Fort McMurray fire: Mom sends kids away, hopes for the best
NEAR FORT MCMURRAY, Alberta (CNN) — For an inferno deemed “out of control” and 0 percent contained, firefighters are actually optimistic.
The weather is starting to cooperate. The blaze is headed to sparsely populated areas. And firefighters from across Canada are suiting up to join the battle.
But that’s little comfort to Melissa Gallant, who sent her two children thousands of miles away to stay with relatives in eastern Canada.
“I just put them on a plane and told them that I loved them, and that I was going to see them as soon as I could figure it all out,” Gallant said. “They asked how long it would be, and I just told them that I didn’t know.”
Gallant said she wanted to spare her children, ages 7 and 12, the trauma of seeing their hometown of Fort McMurray charred.
“I think it’s going to be traumatic for everyone, and I want my kids to come back to normalcy,” Gallant said. “Not ground zero.”
The 32-year-old evacuated to Lac La Biche, about two hours away. But she insisted on staying in Alberta province, with or without a house.
“When we go back, there’s going to be lots to do. We have a city to rebuild,” Gallant said.
“If my house is standing, then there’s rooms for others who maybe aren’t so fortunate. If my house is gone, I need to know that, too.”
Hope on the horizon
The Fort McMurray wildfire has already torched 400,000 acres — half the size of Rhode Island. But that’s far better than the roughly 500,000 acres officials feared would be gone by now.

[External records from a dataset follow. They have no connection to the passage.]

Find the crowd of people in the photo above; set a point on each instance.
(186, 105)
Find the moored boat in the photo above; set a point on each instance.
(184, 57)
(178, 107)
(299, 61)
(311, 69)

“We’re very happy we’ve held the fire better than expected,” Alberta fire official Chad Morrison said. “We hope to see continued success over the next few days. For us this is great firefighting weather.”
The slowdown of the fire is the best news shared by Canadian officials since the fire started May 1.
Record-high temperatures that scorched northern Alberta last week will dip to below average and stay in the mid-50s through Thursday, CNN meteorologist Dave Hennen said.
But the fire is still 0% contained and burning “out of control,” the Alberta Agriculture and Forestry department said.
“We may be turning a corner, but it’s too early to celebrate,” said Ralph Goodale, federal minister of Public Safety and Emergency Preparedness. “This beast is an extraordinarily difficult problem.”
Inferno moves east
After forcing more than 90,000 people to flee their homes in Alberta, the blaze is heading east toward Saskatchewan province.
“We’re working closely and collaboratively with the Saskatchewan government to assist them with their preparations,” Alberta Premier Rachel Notley said.
Luckily, the path is sparsely populated — unlike the Fort McMurray area, which has already lost more than 1,600 homes and other buildings.
Residents won’t be allowed back home for quite a while.
Notley said she will visit Fort McMurray with some journalists to assess the devastation.
“There will be some dramatic images coming from media over the next couple of days,” she said.
When Gallant tried to evacuate from McMurray, she drove through what looked like “a wall of fire” to Lac La Biche. What should have been a two-hour drive turned into an eight-hour nightmare.
Exhausted, she pulled up to a cottage belonging to the owners of the Ford dealership where she works. Gallant asked if she could sleep for a few hours on their driveway.
“They said, ‘We already have bedrooms here waiting for you,’ ” Gallant said.
At one point, the cottage owners had about 17 people staying with them.
“The true heroes in these stories are the people who aren’t out there telling about it,” she said.
Help from near and far
The mammoth blaze has posed a colossal challenge to the 500 firefighters, 15 helicopters and 14 air tankers on the scene.
Firefighters from as far east as Quebec and New Brunswick will join the battle this week.
And across Alberta, strangers donated clothing and shoes to those who lost their homes.
Gallant said the outpouring of support has made the ordeal much more bearable.
“We appreciate all the prayers, all the donations,” she said “It certainly doesn’t go unnoticed in a time of need.”